By Minna Sugimoto - bio | email

DILLINGHAM AIRFIELD, OAHU (HawaiiNewsNow) - The investigation into Tuesday's crash of a powered hang glider off Kauai continues. Part of that will be to determine what the pilot and his passenger were doing up in the sky.

Under Federal Aviation Administration rules, the Light Sport Aircraft isn't supposed to be used for paid sightseeing tours.

Pilot Denise Sanders of Paradise Air takes to the sky with Hawaii's adventurous residents and visitors who want learn how to operate the LSA.

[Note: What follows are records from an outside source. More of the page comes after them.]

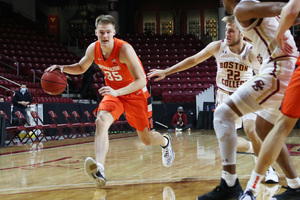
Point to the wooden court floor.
(54, 170)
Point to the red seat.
(89, 126)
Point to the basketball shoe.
(224, 192)
(168, 154)
(99, 194)
(95, 171)
(247, 196)
(289, 194)
(168, 194)
(271, 176)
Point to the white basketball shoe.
(168, 154)
(95, 171)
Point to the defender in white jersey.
(264, 91)
(235, 60)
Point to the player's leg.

"We tend to explain the whys," the licensed pilot said. "Why are we feeling a little texture in the air here? What is the ocean telling us about the wind, the air currents that we're flying into? How are these mountains going to affect what we're feeling?"

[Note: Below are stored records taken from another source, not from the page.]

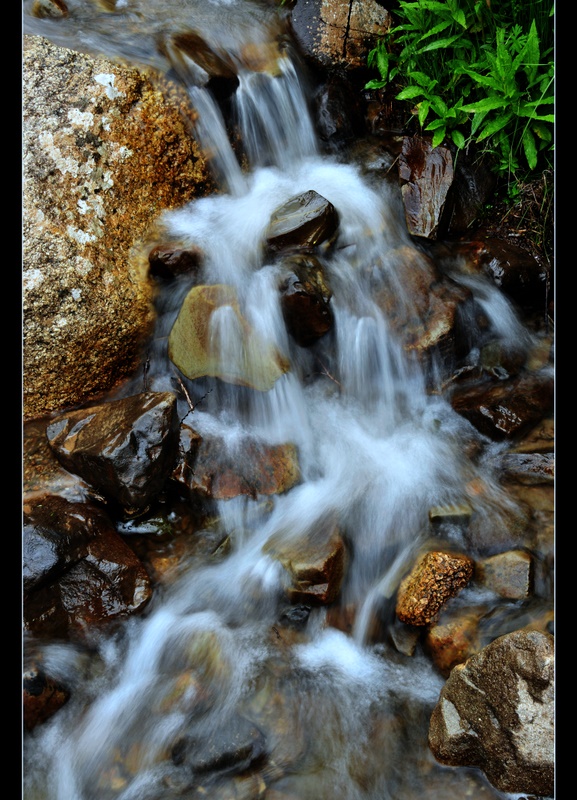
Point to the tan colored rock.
(421, 307)
(209, 467)
(340, 32)
(105, 151)
(435, 579)
(508, 574)
(316, 562)
(243, 359)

In Hawaii, the popularity of the open-cockpit, powered hang glider -- which costs less and has fewer moving parts than a plane -- is soaring.

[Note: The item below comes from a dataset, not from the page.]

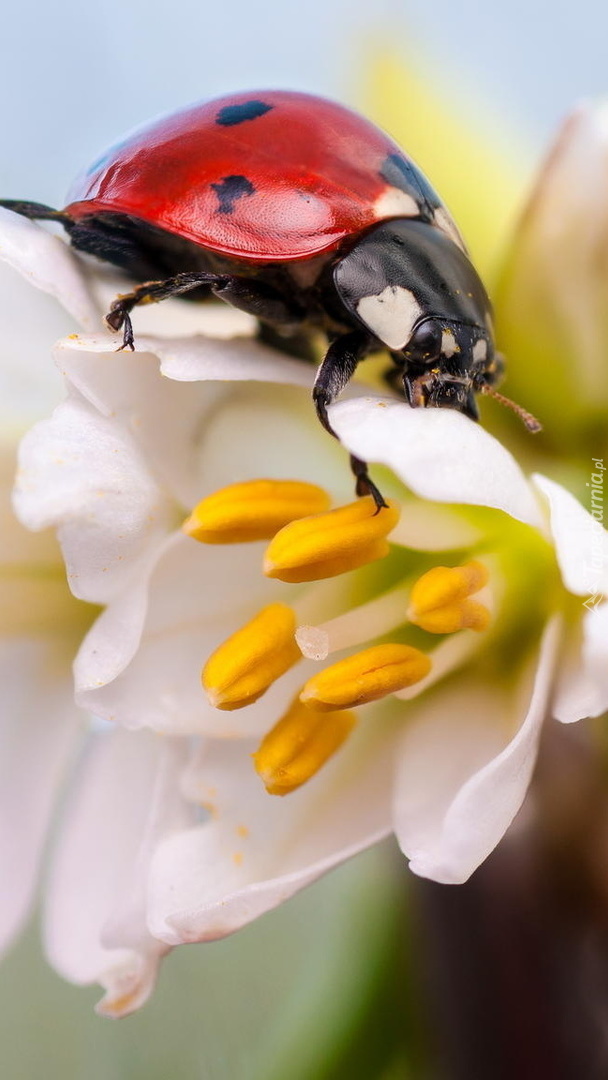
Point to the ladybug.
(309, 217)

"Twenty years ago, one guy was doing it with one trike out on Kauai," Sanders said. "Now, 20 years later, there's six companies operating."

She says the two-seater -- which is capable of reaching an altitude of 14,000 feet and a cruising speed of 70 MPH -- must follow the same federal aviation regulations as other aircraft flying in a general aviation community. Also, each must be inspected and receive an airworthiness certificate from the FAA.

"A number of years ago, there were a whole bunch of homemade unregistered ultralights out there and we were a little concerned about the safety records," Ian Gregor, FAA spokesperson, said. "So we created this new category of aircraft -- Light Sport Aircraft."

As breath-taking as the view is, calling it a tour flight would be a violation. The FAA only permits LSA pilots to receive money for flight instruction or to tow a glider.

"We're not allowed to do tours or sightseeing trips," Sanders said. "You'll find that nowhere on our web site."

Those in the industry are saddened by Tuesday's crash off Kauai.

"It's definitely tragic," Sanders said. "It's very unfortunate that two people lost their lives yesterday."

But she maintains that the powered hang gliders are sturdy and have a good safety record.

"It doesn't deter us at all from the safety we feel in the aircraft and the love that we have for flying," Sanders said.